If this is bad welds then who inspected and signed off on the welding, and who did the welding? In the industry with which I am associated all welds must be inspected and certified (and radiographed) and records kept. While radiography might be a little over the top here, didn’t the construction firm have any quality control inspectors on the job?
The above comments are general in nature and do not form the basis for an attorney/client relationship. They do not constitute legal advice. I am not your attorney. Find your own damn lawyer.
$2.2 billion could have been spent on construction of a stately terminal building above ground. Instead, officials seemed intent on replicating New York’s Pennsylvania Station completely underground. Every attempt to make corrections to flawed projects like Transbay Transit Center brings added expenses to the extent it may be more economical to just construct from scratch.
Once again this report starts off by focusing on the role of the transit center in HSR in California. Note the HSR logo and the beginning first sentence:
The transit center that will eventually be the San Francisco terminal for high speed rail.

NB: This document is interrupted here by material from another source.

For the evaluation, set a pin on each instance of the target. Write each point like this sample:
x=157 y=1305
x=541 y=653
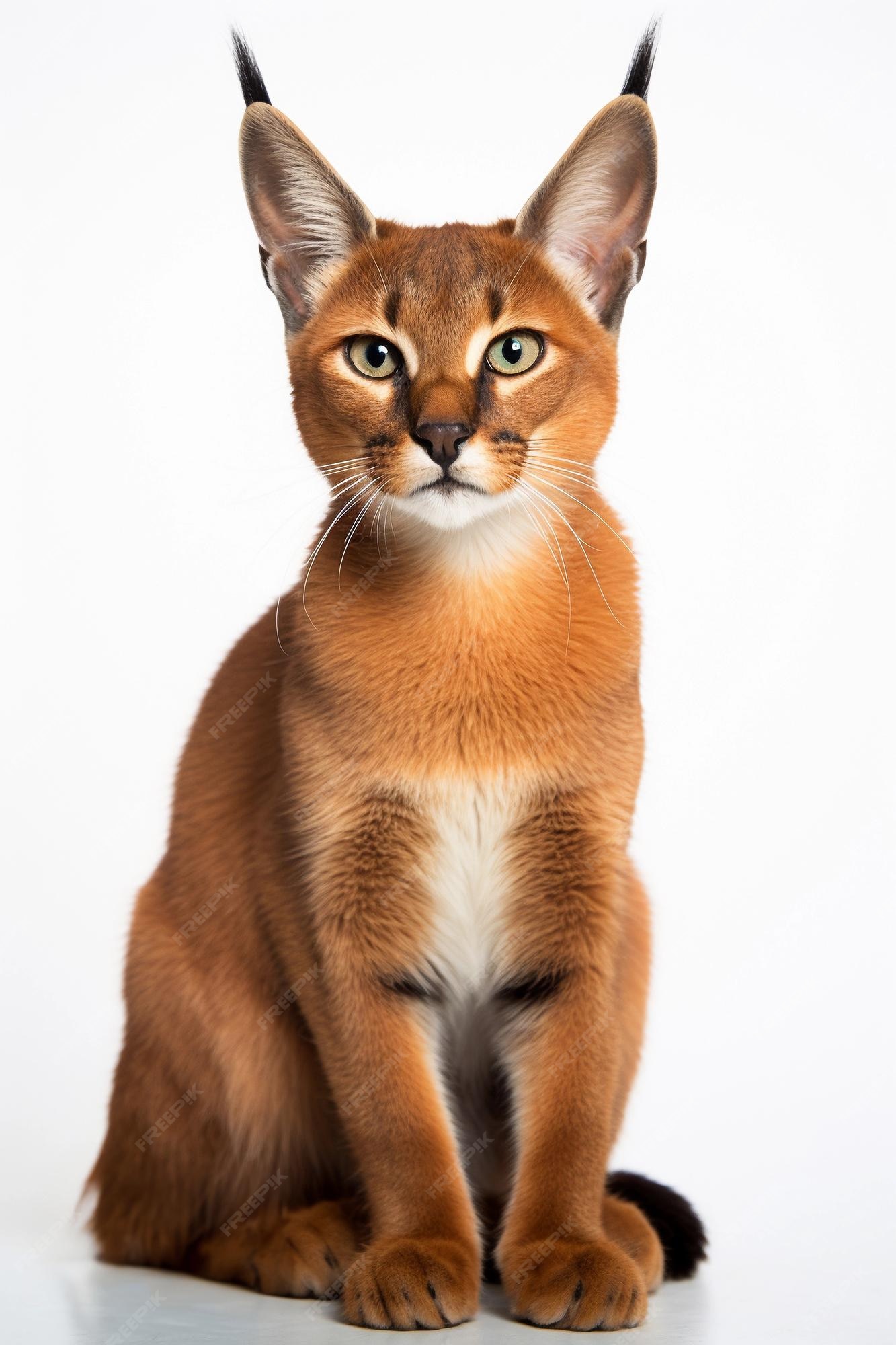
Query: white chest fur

Some of us commented when the closure first occurred that many serious passenger rail supporters have serious doubts that HSR as it is currently constituted will ever reach San Francisco. Just extending CalTrain tracks to the new center from the existing terminal at 4th and King is projected to take another 12 years.
The transit center plays a very important role in local and regional transportation and its closure has a major impact. But reporting this story in terms of HSR misrepresents the significance of what has happened.
I’m pretty sure those beams are a lot larger than 4″(just by looking at them I’d speculate they’re closer to 4′ as there’s almost no way a 4″ steel beam is going to hold up the earth above it, as those beams do).